Attraverso un’analisi cluster, che permette di aggregare le diverse province italiane sulla base di similitudini e differenze per le diverse variabili utilizzate, si ottiene una mappa delle disuguaglianze socioeconomiche: il risultato è un’Italia suddivisa in cinque tipologie territoriali (Figura 1).
Le province incluse nel primo cluster (Rooted innovation with risks of social exclusion) sono quelle con le migliori condizioni socioeconomiche (le aree metropolitane del Centro-Nord e quelle che includono poli industriali e innovativi di antica tradizione), ma con un elevato rischio esclusione per chi percepisce redditi bassi. Un saldo migratorio nettamente positivo suggerisce che le province incluse in questo cluster sono attrattive per le persone residenti in altri territori. Il secondo cluster (Strategic industrial location) include province del Nord a forte vocazione industriale e manufatturiera, ma con una qualità della vita, in particolare per quanto riguarda gli aspetti inerenti alla cultura, non particolarmente alta (il numero di librerie è il più basso tra tutti i cluster ed il patrimonio museale e l’offerta culturale sono al di sotto della media nazionale) e con una presenza di fattori di esclusione sociale. Il terzo cluster (Balanced living), che include le province di Liguria, Umbria, Marche, alcune province della Romagna, del Piemonte e della Toscana, nonché Aosta, Pescara e Cagliari, si caratterizza per valori vicini alla media nazionale per i principali indicatori economici e del mercato del lavoro, e superiori a quelli degli altri cluster per diversi indicatori che misurano la qualità della vita ed il capitale civico. Il quarto cluster (Struggling intersections) comprende per lo più province del Centro-Sud che potenzialmente rappresentano un “ponte” tra panorami socioeconomici diversi. Complessivamente, le opportunità economiche per le province di questo cluster sono limitate e sembra esserci il bisogno di iniziative per stimolare le opportunità lavorative, l’istruzione e la fruizione del ricco patrimonio storico e culturale presente in questi territori. L’ultimo cluster (Structural challeng) include le province di Caserta, Napoli, Salerno, Barletta-Andria-Trani, Foggia, Taranto, le province calabresi eccetto Catanzaro, quelle siciliane all’infuori di Ragusa, e la provincia del Sud Sardegna. Si tratta di territori che presentano ritardi strutturali forti e persistenti che ne ostacolano la crescita economica. Queste province potrebbero ricevere beneficio da investimenti mirati dedicati al rafforzamento del sistema dell’istruzione, alla creazione di posti di lavoro ed allo sviluppo culturale.

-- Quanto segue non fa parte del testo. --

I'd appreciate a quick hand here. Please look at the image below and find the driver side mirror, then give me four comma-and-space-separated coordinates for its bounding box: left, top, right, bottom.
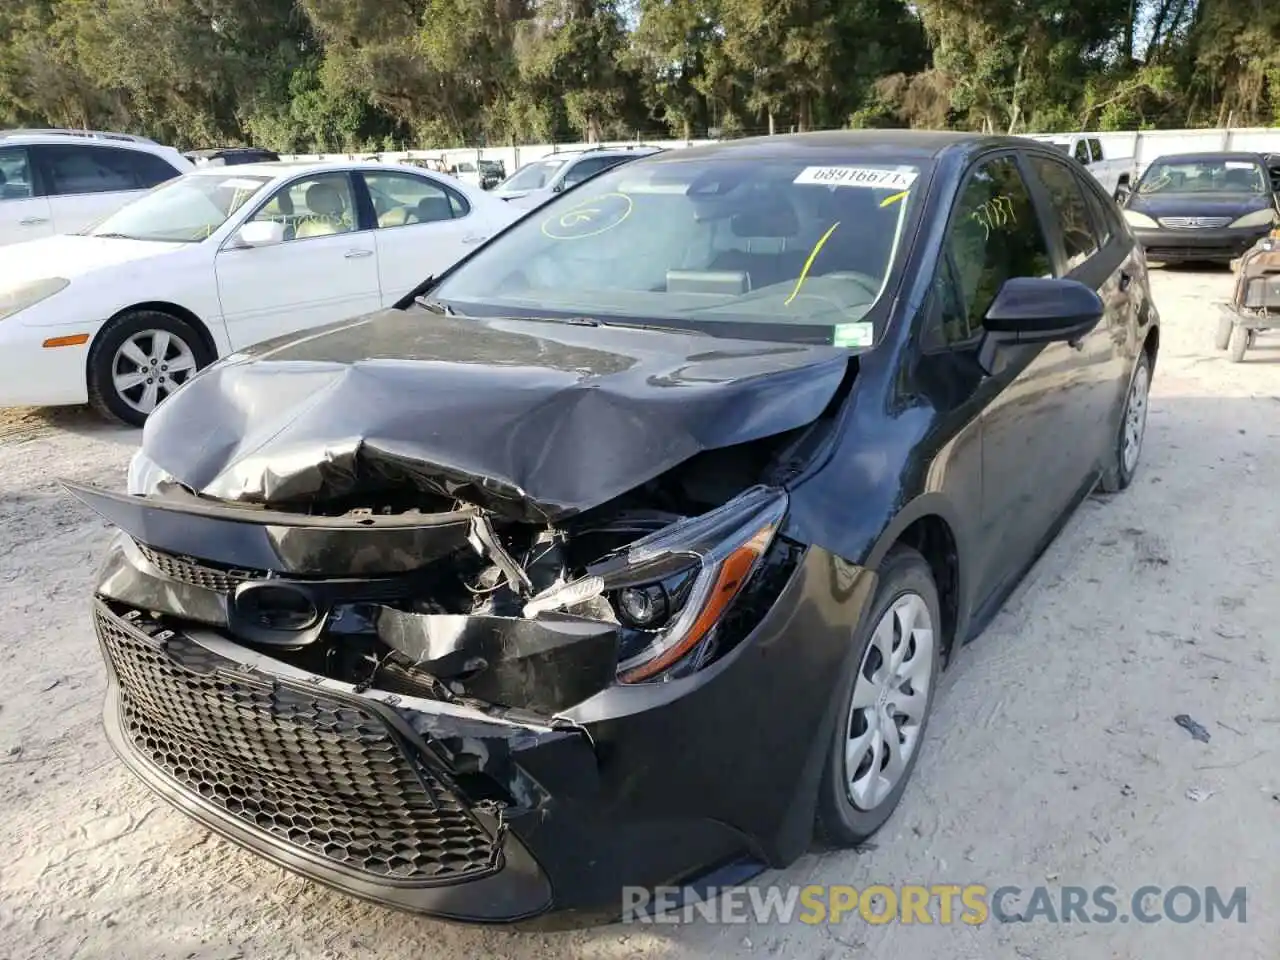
551, 181, 566, 193
978, 277, 1103, 373
232, 220, 285, 248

Figura 1: Mappa delle disuguaglianze in Italia
Fonte: https://italia.fes.de/it/news/italia-ancora-diseguale-nuova-pubblicazione.html
Accanto all’analisi degli indicatori di disuguaglianza appare particolarmente interessante analizzare il livello di eterogeneità nella capacità amministrativa (Figura 2). Se si abbandona, infatti, l’idea che il mercato lasciato libero di agire possa portare a una riduzione del gap socioeconomico tra territori (cosa ampiamente dimostrata dai fatti), diventa allora necessario immaginare che la strada per la perequazione passi attraverso politiche pubbliche che, per essere implementate efficacemente, necessitano di competenze tecniche e amministrative elevate e di un assetto organizzativo capace di promuovere efficienza, trasparenza e accountability. In questo senso, il concetto di capacità amministrativa diventa centrale, inteso non solo come l’abilità di implementare politiche pubbliche, ma anche come la capacità di adattarsi a contesti in rapido cambiamento e di interagire efficacemente fra livelli di governo diversi. Purtroppo, anche rispetto a questa dimensione l’Italia appare frammentata, con ampi divari territoriali.

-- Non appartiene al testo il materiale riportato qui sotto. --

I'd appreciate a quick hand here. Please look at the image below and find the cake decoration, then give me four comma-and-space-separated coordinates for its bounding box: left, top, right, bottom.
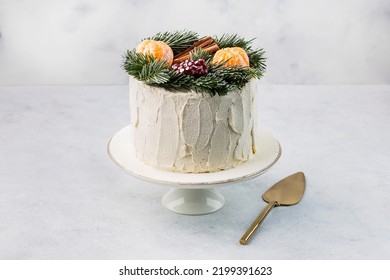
123, 30, 266, 96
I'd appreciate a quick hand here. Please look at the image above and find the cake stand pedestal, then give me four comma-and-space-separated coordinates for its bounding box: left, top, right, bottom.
107, 126, 281, 215
162, 188, 225, 215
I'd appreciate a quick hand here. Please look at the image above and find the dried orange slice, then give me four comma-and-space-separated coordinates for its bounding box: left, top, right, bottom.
212, 47, 249, 67
136, 40, 174, 66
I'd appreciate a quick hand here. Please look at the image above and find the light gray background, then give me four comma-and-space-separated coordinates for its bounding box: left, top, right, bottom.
1, 0, 390, 260
0, 0, 389, 85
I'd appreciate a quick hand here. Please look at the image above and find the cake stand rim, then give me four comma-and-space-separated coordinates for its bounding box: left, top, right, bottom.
107, 125, 282, 187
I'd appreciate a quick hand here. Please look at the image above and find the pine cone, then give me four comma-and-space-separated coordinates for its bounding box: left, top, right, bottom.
172, 59, 208, 77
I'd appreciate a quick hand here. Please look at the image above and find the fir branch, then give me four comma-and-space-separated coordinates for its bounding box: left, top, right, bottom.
163, 71, 195, 92
214, 34, 255, 50
192, 73, 230, 95
139, 60, 170, 85
122, 50, 147, 79
247, 48, 266, 72
122, 50, 170, 84
212, 66, 256, 92
148, 30, 199, 55
159, 70, 230, 96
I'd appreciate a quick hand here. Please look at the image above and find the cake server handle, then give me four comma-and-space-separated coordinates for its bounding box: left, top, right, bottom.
239, 200, 277, 245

Combinando l’analisi sugli indicatori di disuguaglianza socioeconomica con quella effettuata sulla capacità amministrativa, si evince chiaramente che le province con le migliori performance (quelle nei primi tre cluster descritti in precedenza) sono anche quelle in cui gli indicatori relativi alle amministrazioni pubbliche sono migliori. Ovviamente, con gli strumenti analitici utilizzati non possiamo stabilire una relazione di causalità; tuttavia, pare opportuno sottolineare come migliori condizioni di vita siano associate a un elevato livello di capacità delle amministrazioni locali.
Figura 2: Mappa della capacità amministrativa
Fonte: https://italia.fes.de/it/news/italia-ancora-diseguale-nuova-pubblicazione.html
È evidente che per affrontare le acute e persistenti disuguaglianze territoriali serva un nuovo modo di pensare, più creativo e meno ortodosso, che superi la errata opposizione tra preoccupazioni di equità e obiettivi di efficienza. Una maggiore enfasi deve essere posta sulle condizioni di vita e sul benessere delle persone nei diversi territori. La portata e la gravità delle disuguaglianze regionali in Italia (ma più in generale in Europa), in particolare rispetto al mercato del lavoro, impongono un ritorno all’idea che le disparità regionali contano non solo per ragioni di efficienza ma anche per ragioni di equità, coesione sociale e politica.
Come sostenuto anche da Manos Matsaganis e Anton Hemerijck sul Menabò “la redistribuzione […] può migliorare i risultati economici: garantendo che il potenziale di ciascuno sia valorizzato, impedendo la trasmissione intergenerazionale di povertà e privazioni paralizzanti, alleggerendo lo stress mentale che costringe i poveri a prendere decisioni sbagliate. La riduzione della povertà non è solo il segno di una società attenta, di cui gli europei sono giustamente orgogliosi: promette anche un buon ritorno economico”.
Più nel dettaglio, le politiche di sviluppo territoriale devono, da una parte, essere indirizzate alla riduzione delle disuguaglianze territoriali nei diritti dei cittadini attraverso una strategia di rilancio degli investimenti pubblici (sono due le dimensioni cruciali per determinare il benessere delle persone: la salute e l’istruzione) e, dall’altra, a sfruttare il potenziale inutilizzato nei diversi territori grazie a politiche industriali “place-based”, che non devono essere viste solo come un mezzo per promuovere il cambiamento strutturale, l’innovazione e la crescita economica, ma piuttosto come uno strumento attraverso cui perseguire obiettivi sociali (in primis, la creazione di “buona occupazione”) e ambientali.
In sintesi, le Cinque Italie che emergono dalla nostra analisi ci restituiscono, plasticamente, l’immagine di un Paese profondamente diseguale al suo interno. È, quindi, fondamentale che il tema delle disuguaglianze territoriali riceva un’attenzione molto maggiore da parte delle forze politiche progressiste, se si vogliono contrastare i movimenti populisti di destra e ricucire un rapporto, che si è spezzato, con quei cittadini che sperimentano disuguaglianze nei diritti o che percepiscono una disuguaglianza di riconoscimento delle proprie esigenze.